Еще я очень боялась войны. Не знаю, откуда это взялось, меня войной никто не пугал, и хотя дедушка был ранен на войне, он ни разу не растревожил мое воображение рассказом о боях. И кино про войну я не смотрела — мне была невыносима даже мысль об этом. Думаю, что страх войны пришел из сна. Он повторялся, почти всегда один и тот же — я мужчина, воин, я мчусь через поле к лесу. За мной летит немецкий вертолет, я чувствую спиной, что автоматная очередь, бегущая по мокрой траве, сейчас настигнет меня. Так и происходит — меня прошивает огромными пулями и мне адски больно. Я слышу торжествующую немецкую речь. Дальше я умираю. Потом просыпаюсь, но не могу пошевелить ни рукой, ни ногой, закричать тоже не могу, лежу мертвым бревном и думаю: вот теперь, когда меня убили на войне, моя мать точно помрет от горя. Сны про войну, шелестя как тараканы, переползали из ночи в ночь. Они чередовались со снами, где мать падала со скалы и с глухим стуком разбивалась о камни.

Подружка сказала — надо написать свой страх на бумажке, как будто это уже случилось, но обязательно шифровкой, и тогда страх пройдет. Я где-то вычитала шифр: пишешь алфавит сперва сверху вниз, потом напротив его же — снизу вверх. Получается такой шифр: А-Я, Б-Ю, В-Э и так далее. Написала этим шифром: Фяфя стсяхя сты фязчун (мама попала под машину). И положила куда-то на полку. Мать нашла, подумала, что я опять лунатила, понесла женщинам на работу показать, что вот, я лунатик, пишу во сне всякую херню. Женщины поудивлялись и бумажку затерли. А потом мама, спустя несколько лет, и вправду попала под машину и еле выжила. Мы, все, кто ее знал, литрами сдавали кровь. Я настаивала, чтобы у меня брали больше крови, больше! Приходила каждую неделю в станцию переливания крови, меня выгоняли, потому что нельзя часто сдавать кровь. Мать долго находилась между жизнью и смертью, я жила в ее больничной палате. Когда она особенно тихо спала, я с ужасом смотрела на ее живот. Нет, фух, он еле-видно приподнимается, она дышит, она жива. Я во всем винила себя. Зачем было писать это, да еще и шифром? Мне казалось, что это подействовало, как заклинание. Что напишешь — то сбывается. Эта теория подтвердилась неоднократно, но была сама по себе не сильно доказательная, никто не верил мне, что нельзя писать плохого — сбудется.

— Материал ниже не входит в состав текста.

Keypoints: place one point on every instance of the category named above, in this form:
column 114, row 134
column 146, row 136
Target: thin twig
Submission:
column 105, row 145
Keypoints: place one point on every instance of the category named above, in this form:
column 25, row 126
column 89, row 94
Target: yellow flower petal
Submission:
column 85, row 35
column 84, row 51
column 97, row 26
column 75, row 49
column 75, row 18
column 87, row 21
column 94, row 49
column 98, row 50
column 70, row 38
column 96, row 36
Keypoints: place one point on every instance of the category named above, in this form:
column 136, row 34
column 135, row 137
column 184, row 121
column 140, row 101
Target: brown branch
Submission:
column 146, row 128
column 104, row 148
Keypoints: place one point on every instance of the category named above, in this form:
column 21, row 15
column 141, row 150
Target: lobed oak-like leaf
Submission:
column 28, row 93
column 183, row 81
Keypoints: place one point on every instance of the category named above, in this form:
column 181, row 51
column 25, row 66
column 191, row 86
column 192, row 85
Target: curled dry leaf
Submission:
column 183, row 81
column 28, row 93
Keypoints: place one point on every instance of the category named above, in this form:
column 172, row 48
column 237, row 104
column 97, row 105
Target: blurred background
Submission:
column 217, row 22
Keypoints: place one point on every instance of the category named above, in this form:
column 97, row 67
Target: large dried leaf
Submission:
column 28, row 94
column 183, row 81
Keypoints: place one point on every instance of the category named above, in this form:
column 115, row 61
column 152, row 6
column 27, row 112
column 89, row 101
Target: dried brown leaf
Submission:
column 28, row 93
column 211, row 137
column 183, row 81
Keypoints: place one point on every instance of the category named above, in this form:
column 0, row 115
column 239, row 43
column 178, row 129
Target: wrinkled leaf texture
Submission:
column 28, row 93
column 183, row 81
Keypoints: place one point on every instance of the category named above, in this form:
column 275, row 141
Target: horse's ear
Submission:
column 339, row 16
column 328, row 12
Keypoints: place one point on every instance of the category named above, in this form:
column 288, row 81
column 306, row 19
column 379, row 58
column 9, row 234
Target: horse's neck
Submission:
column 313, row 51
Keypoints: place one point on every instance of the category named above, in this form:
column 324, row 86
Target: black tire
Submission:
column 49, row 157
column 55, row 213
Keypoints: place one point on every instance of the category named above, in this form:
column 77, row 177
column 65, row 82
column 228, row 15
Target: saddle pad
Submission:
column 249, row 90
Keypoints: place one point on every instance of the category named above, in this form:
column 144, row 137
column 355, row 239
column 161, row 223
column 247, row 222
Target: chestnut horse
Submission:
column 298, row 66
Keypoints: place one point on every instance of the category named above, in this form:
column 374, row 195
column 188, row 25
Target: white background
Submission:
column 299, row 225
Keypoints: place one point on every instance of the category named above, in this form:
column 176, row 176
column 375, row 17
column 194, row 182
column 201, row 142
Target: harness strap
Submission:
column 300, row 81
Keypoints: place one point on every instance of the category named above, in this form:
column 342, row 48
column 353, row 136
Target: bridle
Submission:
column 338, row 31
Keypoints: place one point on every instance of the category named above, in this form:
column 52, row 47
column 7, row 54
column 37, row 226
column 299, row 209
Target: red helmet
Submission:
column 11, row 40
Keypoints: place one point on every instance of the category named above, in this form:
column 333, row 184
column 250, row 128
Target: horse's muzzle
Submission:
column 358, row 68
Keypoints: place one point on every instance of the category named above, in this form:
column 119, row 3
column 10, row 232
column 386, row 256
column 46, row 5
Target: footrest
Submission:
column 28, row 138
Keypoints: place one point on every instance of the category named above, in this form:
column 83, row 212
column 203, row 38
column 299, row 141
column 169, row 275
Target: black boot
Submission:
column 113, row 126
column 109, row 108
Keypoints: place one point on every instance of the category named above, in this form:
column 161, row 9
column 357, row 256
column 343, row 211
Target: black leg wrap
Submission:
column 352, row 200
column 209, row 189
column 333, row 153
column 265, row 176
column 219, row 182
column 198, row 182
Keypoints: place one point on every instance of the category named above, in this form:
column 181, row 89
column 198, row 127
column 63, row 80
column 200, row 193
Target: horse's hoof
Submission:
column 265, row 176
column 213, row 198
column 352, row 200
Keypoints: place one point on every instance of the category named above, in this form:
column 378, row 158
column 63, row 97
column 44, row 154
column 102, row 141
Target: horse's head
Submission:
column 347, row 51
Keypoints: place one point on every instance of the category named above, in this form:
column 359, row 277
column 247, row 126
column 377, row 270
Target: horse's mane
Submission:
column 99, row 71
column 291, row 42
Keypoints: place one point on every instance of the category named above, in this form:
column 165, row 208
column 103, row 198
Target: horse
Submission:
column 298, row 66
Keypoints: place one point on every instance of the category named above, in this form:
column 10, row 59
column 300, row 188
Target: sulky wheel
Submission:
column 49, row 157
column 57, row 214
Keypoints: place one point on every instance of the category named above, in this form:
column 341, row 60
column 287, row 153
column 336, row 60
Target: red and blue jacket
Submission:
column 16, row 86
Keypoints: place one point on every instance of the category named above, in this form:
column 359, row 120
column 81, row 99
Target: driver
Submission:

Но это все потом, а тогда, в детстве страх маминой смерти был необоснованным, где-то внутри меня уже существовала эта потеря, стоило о ней подумать, как она отзывалась тягучей болью. Я никогда не говорила маме об этом.

Но было много и реальных страхов! Плохие компании. Плохие кучки прыщавых подростков перед школой, грязные, воняющие табаком руки тянутся к твоей позапрошлогодней, но чистенькой юбочке. Приходилось выжидать на дороге и идти рядом с кем-то из учителей. «Здрааааасьте, Инна Александровна! А я с вами! Ага! Все хорошо! Выучила уроки, как же!»

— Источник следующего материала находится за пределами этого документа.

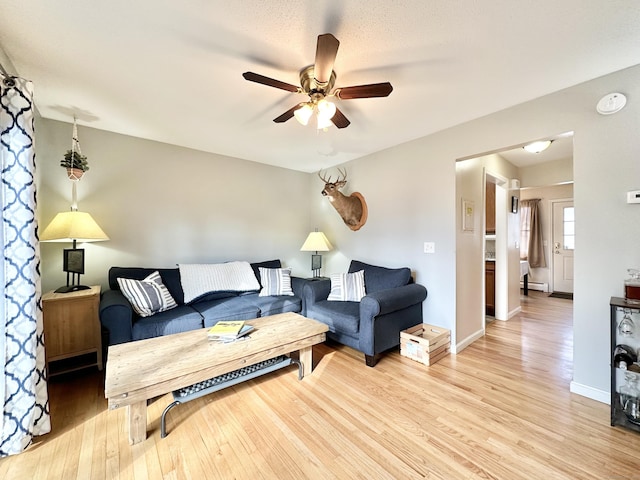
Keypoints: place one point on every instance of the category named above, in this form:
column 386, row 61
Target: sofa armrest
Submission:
column 315, row 291
column 391, row 300
column 116, row 316
column 297, row 285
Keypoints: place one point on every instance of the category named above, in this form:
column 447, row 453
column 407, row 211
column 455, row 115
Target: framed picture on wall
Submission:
column 468, row 215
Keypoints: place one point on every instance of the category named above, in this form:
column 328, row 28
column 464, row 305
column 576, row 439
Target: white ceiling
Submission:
column 172, row 71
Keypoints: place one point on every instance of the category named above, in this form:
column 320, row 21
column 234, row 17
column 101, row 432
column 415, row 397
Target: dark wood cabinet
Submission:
column 490, row 208
column 619, row 371
column 490, row 288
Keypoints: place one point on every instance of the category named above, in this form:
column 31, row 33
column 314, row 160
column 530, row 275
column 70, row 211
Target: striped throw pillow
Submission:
column 147, row 296
column 347, row 287
column 275, row 281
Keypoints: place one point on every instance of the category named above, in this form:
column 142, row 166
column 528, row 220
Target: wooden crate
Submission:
column 425, row 343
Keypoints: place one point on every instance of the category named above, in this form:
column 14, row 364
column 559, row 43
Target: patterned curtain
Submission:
column 23, row 389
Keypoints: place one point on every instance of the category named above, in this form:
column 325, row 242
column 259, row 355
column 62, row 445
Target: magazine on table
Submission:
column 229, row 331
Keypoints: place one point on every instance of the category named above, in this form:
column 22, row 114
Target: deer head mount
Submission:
column 352, row 209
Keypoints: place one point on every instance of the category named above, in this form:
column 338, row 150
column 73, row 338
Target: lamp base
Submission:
column 71, row 288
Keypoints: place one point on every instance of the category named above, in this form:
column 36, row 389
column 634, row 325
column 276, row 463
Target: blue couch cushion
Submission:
column 170, row 278
column 230, row 308
column 380, row 278
column 180, row 319
column 274, row 304
column 339, row 316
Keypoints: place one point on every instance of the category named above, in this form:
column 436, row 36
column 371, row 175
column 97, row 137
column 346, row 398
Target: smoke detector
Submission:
column 611, row 103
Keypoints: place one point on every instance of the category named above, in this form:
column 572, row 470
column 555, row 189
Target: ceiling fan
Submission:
column 317, row 82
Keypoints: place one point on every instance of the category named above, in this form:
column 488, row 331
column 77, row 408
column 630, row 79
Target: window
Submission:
column 568, row 229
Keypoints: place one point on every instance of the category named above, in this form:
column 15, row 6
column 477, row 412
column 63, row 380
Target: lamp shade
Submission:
column 73, row 225
column 316, row 242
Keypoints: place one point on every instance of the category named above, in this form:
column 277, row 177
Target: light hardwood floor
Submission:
column 500, row 409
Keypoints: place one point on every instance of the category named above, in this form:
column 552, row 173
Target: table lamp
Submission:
column 73, row 227
column 316, row 242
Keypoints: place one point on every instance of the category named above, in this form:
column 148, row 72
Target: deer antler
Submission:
column 344, row 176
column 324, row 179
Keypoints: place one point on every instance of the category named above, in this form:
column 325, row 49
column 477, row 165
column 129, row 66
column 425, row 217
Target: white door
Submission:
column 563, row 246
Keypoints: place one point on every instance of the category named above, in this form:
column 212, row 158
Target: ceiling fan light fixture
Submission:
column 326, row 109
column 537, row 147
column 323, row 122
column 303, row 114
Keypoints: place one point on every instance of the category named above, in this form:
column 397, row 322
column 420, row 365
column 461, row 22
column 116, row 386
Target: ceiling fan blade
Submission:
column 288, row 114
column 364, row 91
column 326, row 52
column 339, row 120
column 270, row 82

Весь класс — одна сплошная плохая компания. Девочка мастурбирует на уроках литературы, краснеет лицом. Все, кроме учительницы, понимают, чем она занимается. После урока, в подсобке, что только не творили с этой девочкой. Она от стыда не кричала, а только пыхтела. Страшно, страшно, надо выйти вон из класса, в коридор, на перемену, пусть там отхватишь от кого-то из старших по заднице или по самолюбию, но только не слышать из подсобки эту возню с этой девочкой, эти сдавленные смешки, это странное повизгивание. Почему учителя ничего не замечают? Почему после звонка они сомнамбулически стекаются в учительскую? Почему разрешают им пыхтеть в подсобках?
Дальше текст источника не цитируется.